On Wed, Sep 17, 2003 at 09:58:16PM -0400, Bruce Feist wrote:
> Bob Hall wrote:
> >Bruce Feist has initiated a discussion with me off the list,
> Off the list by accident, by the way. I sometimes forget that in this
> list I need to do a REPLY ALL. I generally don't go private unless I
> want to avoid embarassing someone or need to discuss something genuinely
> of no interest to others in the group; in this case, the conversation
> was of general interest and reasonably civil <g>.
> >The conventional definition of NULL, whether or not it is included in
> >the SQL standard, is "Not Known" or "Not Applicable". This is both
> >precise and ambiguous: Ambiguous because it has two possible meanings,
> >and precise because it has only those two meanings.
> I'll agree with that.
> >an unambiguous definition of NULL, found in the SQL standard, is
> >the value that always causes a comparison operator to return FALSE in
> >any known DBMS.
> Interesting approach. I haven't thought it through completely enough to
> decide whether or not I can agree that this is an unambiguous
> definition. For instance, I'm not sure what SQL is supposed to evaluate
> 0/0 as -- is it NULL, or does it invalidate the statement computing it,
> or is it some non-NULL null-like thing? (Rhetorical question; I don't
> necessarily expect an answer, although one would be nice.)
RDBMSs seem to be roughly evenly divided between those that return
NULL and those that return an error. This leads me to believe that
the SQL standard doesn't say what to do when 0/0 is attempted.
> I do *not* think that it's a useful definition, though, because of the
> weakness you point out. It doesn't tell the designer how to use the
> feature. I cannot think of any case where it is useful to store a NULL
> if you don't know what it means other than that it's a value which when
> compared to other things returns UNKNOWN! In many ways, I see this as
> analagous to identifying the units that a numeric field is identified
> in; the field won't tell you whether it's in fortnights or seconds, so
> the documentation must.
Like it or not, it is the definition that the RDBMS uses, so it is the
definition that your database is using, whether you are aware of it or
> >the distinction between unknown and inapplicable
> >can be important, in theory.
> >a bank may keep a
> >record of credit limits for its customers. A database designer may be
> >tempted to set aside a special number, say -1, to place in the credit
> >limit column for customers who have no credit limit.

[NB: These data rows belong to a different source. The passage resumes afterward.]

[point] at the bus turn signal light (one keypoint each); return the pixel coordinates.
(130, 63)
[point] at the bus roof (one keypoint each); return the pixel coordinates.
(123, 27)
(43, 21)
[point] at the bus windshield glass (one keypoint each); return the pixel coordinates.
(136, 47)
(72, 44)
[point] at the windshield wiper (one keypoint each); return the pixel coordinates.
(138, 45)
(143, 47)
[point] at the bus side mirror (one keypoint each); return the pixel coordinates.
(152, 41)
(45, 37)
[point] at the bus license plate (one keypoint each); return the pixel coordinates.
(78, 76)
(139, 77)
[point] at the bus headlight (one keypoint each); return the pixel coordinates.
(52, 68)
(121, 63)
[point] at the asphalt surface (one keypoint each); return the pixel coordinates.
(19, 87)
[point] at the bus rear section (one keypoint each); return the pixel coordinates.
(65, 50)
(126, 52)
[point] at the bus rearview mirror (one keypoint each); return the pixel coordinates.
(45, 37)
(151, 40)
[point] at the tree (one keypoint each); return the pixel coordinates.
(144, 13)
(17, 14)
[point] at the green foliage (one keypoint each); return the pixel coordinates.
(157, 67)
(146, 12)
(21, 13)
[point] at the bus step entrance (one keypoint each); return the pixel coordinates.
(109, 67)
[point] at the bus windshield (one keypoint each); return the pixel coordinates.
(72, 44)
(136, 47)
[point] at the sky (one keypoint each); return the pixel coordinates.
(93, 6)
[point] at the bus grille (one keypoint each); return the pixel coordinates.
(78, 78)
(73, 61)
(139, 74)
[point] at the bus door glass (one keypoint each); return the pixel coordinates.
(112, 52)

> >the attribute of having a credit limit is
> >different information from the attribute of the credit limit size. These
> >two types of data should not be in the same column. There should be
> >a boolean column for credit limit existence (HasCreditLimit Boolean)

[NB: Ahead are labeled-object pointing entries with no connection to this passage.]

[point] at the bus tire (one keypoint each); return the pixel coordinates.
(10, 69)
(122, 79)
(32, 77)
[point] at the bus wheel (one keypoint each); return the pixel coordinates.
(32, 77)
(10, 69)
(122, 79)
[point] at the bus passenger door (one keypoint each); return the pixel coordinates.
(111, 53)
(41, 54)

> >and a currency column for the amount of the credit limit.
> If you don't mind a brief red herring, consider the fact that not all
> RDBMSs support CHECK constraints, and in those which don't this approach
> gives rise to the possibility of inconsistent data: what happens if
> HasCreditLimit is FALSE and CreditLimit is $10000?
If people can enter data that will break your database, they will, so
that's not really a red herring. If you can't use a CHECK constraint,
then you need to run periodic queries that check for data consistency.
It's a red herring only in the sense that we already knew that.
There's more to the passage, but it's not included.